- blad nr 8
- 18-4-2015
- auteur A. Klomp
- Na de bel
Rolf
Gewoon een balletje kunnen trappen met zijn zoon. Dat was de wens die ervoor zorgde dat bij Rolf de knop omging: afvallen. Nu was dat niet voor het eerst. Een keur aan diëten passeerde de afgelopen jaren de revue. Vaak met succes, want als hij zich ergens in vastbijt, wordt hij bloedfanatiek. Maar dan was er toch telkens weer dat moment dat hij dacht er te zijn en dat hij het strenge regime los kon laten, met als gevolg dat de kilo’s er weer aan vlogen.
Maar nu is dat anders, weet Rolf zeker. Geen diëten meer op basis van maaltijdvervangers of calorieën tellen, maar ‘simpelweg’ gezonder eten en meer bewegen. Dat doet hij onder begeleiding van de Obesitaskliniek in Meppel. Daar sport hij, krijgt hij voedingsadviezen en staat een psycholoog paraat om de emotie-eter op het rechte pad te houden. Het traject begon in september, duurt een jaar en leverde Rolf al ruim vijftien kilo gewichtsverlies op. Hij heeft een goede stok achter de deur: het Dagblad van het Noorden interviewt en fotografeert hem maandelijks, waardoor iedereen de vorderingen op de voet kan volgen.
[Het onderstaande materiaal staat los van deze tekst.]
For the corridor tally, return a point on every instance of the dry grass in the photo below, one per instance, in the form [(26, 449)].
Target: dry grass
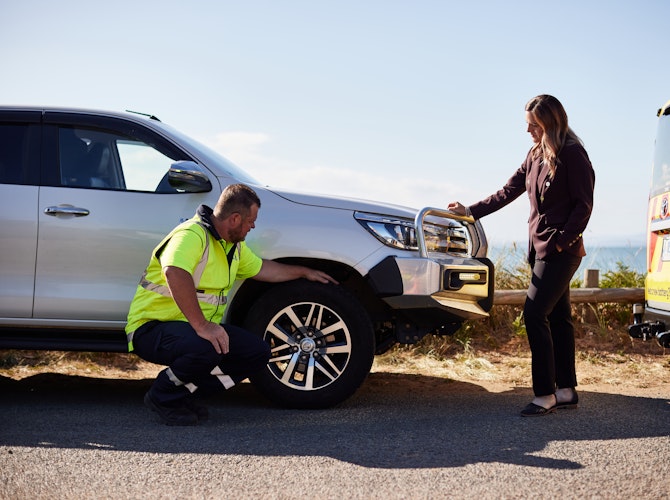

Al met al heeft het afvaltraject een grote impact op het leven van de leerkracht en zijn gezin. Vriendin Vera: “We hebben een veel vaster stramien elke dag. We hangen ’s avonds niet meer op de bank met wat lekkers dat we gedachteloos opeten.” Rolf: “En ik ben actiever. Ik sport in de kliniek, maar zwem ook eens per week. En ik voel me goed bij het verser en gevarieerder eten. Alleen Guus moest even wennen aan de vele groenten op zijn bordje.” Niet alleen bij Guus bleef de nieuwe aanpak niet onopgemerkt. Rolfs leerlingen vragen bij het trakteren: “Mag je dat wel hebben?” En ook hun ouders leven mee. “In plaats van chocolade nemen ze nu een schaaltje komkommer mee naar hun oudergesprek.”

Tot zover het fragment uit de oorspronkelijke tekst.